I feel pretty clear on exactly what I want in my life next. I know I don’t currently have everything that I want, but I know I do possess the confidence to get it. I look forward into the future and I am actually happy after working through these thoughts with these words. It’s exciting and scary. The fear pushes me towards the ultimate goal. I walk towards ultimate happiness, a fulfillment that I don’t have now, but I know I can have. I just have to choose the right path and the right people to walk it with me…

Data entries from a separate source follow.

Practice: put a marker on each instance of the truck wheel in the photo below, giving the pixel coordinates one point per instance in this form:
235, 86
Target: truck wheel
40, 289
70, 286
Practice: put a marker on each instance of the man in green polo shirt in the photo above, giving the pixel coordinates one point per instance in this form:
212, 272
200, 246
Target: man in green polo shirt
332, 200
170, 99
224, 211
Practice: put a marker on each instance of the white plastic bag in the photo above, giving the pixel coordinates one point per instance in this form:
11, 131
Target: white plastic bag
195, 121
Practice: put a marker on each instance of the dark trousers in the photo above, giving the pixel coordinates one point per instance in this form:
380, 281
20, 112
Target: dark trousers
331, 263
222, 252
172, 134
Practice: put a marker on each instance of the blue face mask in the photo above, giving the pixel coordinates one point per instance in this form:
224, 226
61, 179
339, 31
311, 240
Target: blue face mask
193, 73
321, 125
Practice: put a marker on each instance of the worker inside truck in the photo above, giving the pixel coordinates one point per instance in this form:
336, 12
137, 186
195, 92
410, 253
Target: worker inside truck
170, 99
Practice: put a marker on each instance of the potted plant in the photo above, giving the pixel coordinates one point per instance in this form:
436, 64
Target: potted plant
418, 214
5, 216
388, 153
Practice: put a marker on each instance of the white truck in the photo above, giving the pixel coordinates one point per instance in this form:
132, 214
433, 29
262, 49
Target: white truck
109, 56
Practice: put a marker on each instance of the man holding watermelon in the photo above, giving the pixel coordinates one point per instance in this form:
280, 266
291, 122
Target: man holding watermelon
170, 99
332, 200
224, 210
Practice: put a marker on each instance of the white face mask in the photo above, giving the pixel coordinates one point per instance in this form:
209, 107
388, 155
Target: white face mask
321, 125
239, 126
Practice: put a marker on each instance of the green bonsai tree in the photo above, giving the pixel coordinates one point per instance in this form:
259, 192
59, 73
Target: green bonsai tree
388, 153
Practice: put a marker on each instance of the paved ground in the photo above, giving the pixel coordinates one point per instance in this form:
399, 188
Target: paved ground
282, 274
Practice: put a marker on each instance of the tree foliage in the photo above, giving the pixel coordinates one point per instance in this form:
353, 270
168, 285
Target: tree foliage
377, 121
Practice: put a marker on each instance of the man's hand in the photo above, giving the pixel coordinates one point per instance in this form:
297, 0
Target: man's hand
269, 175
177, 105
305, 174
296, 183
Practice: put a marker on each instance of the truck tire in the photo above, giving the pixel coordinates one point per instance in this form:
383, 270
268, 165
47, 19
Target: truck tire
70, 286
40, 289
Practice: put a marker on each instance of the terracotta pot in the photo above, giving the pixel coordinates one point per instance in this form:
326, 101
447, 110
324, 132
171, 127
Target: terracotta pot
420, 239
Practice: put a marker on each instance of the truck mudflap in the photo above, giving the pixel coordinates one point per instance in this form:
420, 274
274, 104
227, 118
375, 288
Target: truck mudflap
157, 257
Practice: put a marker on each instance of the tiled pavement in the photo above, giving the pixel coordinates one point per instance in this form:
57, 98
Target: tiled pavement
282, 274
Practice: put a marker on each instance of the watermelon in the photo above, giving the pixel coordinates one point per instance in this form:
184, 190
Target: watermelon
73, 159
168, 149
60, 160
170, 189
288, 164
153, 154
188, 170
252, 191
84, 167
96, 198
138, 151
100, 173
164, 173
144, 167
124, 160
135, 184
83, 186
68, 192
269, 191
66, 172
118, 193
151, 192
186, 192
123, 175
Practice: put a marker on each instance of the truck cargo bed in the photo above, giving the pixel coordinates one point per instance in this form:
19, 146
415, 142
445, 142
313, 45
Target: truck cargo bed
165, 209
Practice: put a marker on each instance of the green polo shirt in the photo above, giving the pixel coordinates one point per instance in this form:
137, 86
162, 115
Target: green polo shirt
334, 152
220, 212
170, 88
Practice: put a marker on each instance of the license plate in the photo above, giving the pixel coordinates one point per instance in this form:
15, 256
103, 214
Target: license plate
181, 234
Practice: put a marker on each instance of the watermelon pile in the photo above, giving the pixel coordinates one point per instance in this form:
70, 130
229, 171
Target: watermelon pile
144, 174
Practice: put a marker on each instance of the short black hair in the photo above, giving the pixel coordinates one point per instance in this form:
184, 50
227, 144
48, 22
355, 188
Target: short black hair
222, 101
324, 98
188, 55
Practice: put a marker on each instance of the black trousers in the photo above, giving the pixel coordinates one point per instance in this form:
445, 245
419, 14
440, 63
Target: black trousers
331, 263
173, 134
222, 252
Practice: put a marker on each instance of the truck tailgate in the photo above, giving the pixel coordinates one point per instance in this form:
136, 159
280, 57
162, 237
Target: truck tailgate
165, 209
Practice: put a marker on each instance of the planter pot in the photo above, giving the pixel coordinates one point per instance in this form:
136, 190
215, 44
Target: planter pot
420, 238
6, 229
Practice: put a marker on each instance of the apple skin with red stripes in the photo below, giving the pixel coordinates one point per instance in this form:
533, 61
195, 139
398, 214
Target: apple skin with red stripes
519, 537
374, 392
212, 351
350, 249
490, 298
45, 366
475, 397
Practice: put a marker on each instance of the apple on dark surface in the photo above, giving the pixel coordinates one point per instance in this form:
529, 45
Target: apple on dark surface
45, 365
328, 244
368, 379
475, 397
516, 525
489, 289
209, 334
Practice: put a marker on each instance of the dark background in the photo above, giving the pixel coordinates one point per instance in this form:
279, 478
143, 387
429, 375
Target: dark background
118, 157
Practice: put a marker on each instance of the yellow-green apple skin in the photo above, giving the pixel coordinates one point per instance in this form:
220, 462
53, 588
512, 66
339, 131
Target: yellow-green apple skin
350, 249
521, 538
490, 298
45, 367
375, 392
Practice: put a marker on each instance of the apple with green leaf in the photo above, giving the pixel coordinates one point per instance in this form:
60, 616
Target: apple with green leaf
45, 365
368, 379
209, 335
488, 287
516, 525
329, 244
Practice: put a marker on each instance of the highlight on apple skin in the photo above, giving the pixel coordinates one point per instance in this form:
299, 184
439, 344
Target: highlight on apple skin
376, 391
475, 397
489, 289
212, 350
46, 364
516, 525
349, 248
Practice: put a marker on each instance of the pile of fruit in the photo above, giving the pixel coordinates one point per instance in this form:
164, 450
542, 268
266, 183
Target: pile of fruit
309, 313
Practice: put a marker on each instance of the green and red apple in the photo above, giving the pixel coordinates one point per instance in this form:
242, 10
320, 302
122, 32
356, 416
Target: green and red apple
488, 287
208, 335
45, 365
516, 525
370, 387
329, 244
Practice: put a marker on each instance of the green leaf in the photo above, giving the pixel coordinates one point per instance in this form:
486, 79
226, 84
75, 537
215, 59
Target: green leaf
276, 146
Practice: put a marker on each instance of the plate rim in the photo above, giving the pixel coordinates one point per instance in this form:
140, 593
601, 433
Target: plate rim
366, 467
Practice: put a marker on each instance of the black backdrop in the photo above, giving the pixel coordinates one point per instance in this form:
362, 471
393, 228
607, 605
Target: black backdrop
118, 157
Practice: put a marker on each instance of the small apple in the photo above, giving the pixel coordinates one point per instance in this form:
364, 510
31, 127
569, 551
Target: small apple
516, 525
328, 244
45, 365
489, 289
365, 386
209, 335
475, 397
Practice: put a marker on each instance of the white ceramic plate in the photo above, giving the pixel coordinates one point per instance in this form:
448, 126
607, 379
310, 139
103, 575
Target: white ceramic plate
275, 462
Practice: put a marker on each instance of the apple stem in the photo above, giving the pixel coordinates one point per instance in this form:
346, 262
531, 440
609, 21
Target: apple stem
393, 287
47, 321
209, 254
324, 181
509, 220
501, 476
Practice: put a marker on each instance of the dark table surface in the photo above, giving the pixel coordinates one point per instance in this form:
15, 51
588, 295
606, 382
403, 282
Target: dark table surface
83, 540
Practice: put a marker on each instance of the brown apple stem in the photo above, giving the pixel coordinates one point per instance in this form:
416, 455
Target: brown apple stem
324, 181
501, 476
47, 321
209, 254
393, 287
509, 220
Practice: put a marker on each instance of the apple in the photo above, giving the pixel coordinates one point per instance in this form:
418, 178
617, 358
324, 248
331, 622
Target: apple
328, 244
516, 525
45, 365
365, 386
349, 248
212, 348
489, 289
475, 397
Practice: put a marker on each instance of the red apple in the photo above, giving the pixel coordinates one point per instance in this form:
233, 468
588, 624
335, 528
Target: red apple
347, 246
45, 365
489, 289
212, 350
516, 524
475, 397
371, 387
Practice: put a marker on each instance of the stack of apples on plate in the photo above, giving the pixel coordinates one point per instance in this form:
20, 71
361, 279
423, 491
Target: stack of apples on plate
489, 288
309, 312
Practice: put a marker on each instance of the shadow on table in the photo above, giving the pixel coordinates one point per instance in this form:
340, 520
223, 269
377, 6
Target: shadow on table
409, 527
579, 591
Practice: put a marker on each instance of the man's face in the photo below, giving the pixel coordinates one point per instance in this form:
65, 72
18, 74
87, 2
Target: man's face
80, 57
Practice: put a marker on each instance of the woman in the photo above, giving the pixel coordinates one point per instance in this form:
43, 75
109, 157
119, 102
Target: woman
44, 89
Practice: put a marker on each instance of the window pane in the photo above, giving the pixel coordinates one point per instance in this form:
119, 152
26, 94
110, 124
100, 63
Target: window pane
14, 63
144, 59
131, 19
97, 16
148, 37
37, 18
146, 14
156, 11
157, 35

Do you ever look at someone’s life that you used to be extremely close to now and see how different your paths went after you drifted apart? Someone that you used to know better than anyone, now looking at their life you hardly even recognize them. The only thing familiar is their face in some of the pictures. It’s a strange feeling. Then those wonderful “what if’s” start to creep in; what would your life be like if you stayed with them? What things would you be enjoying now instead of the ones you actually do these days? What opinions would you have in life verses what you have now? What would you have seen or not seen? It’s a strange feeling. It’s gets me thinking, I always feel like I am making my own choices in life and try and make ones that make me happy. Now I am looking at it from the angle that my choices and opinions today are based more on the environments surrounding me in my past than I ever believed before. I imagined that my mind and will power was strong enough for me to carve my own path in this life, but now I realize that my current desires were influenced more by my past relationships then I ever imagined. I took a little piece from each and every one of those and made my own life today. No matter how fulfilled or unfulfilled it is, it’s mine, kind of. That’s a weird realization for me to have just now come to I guess.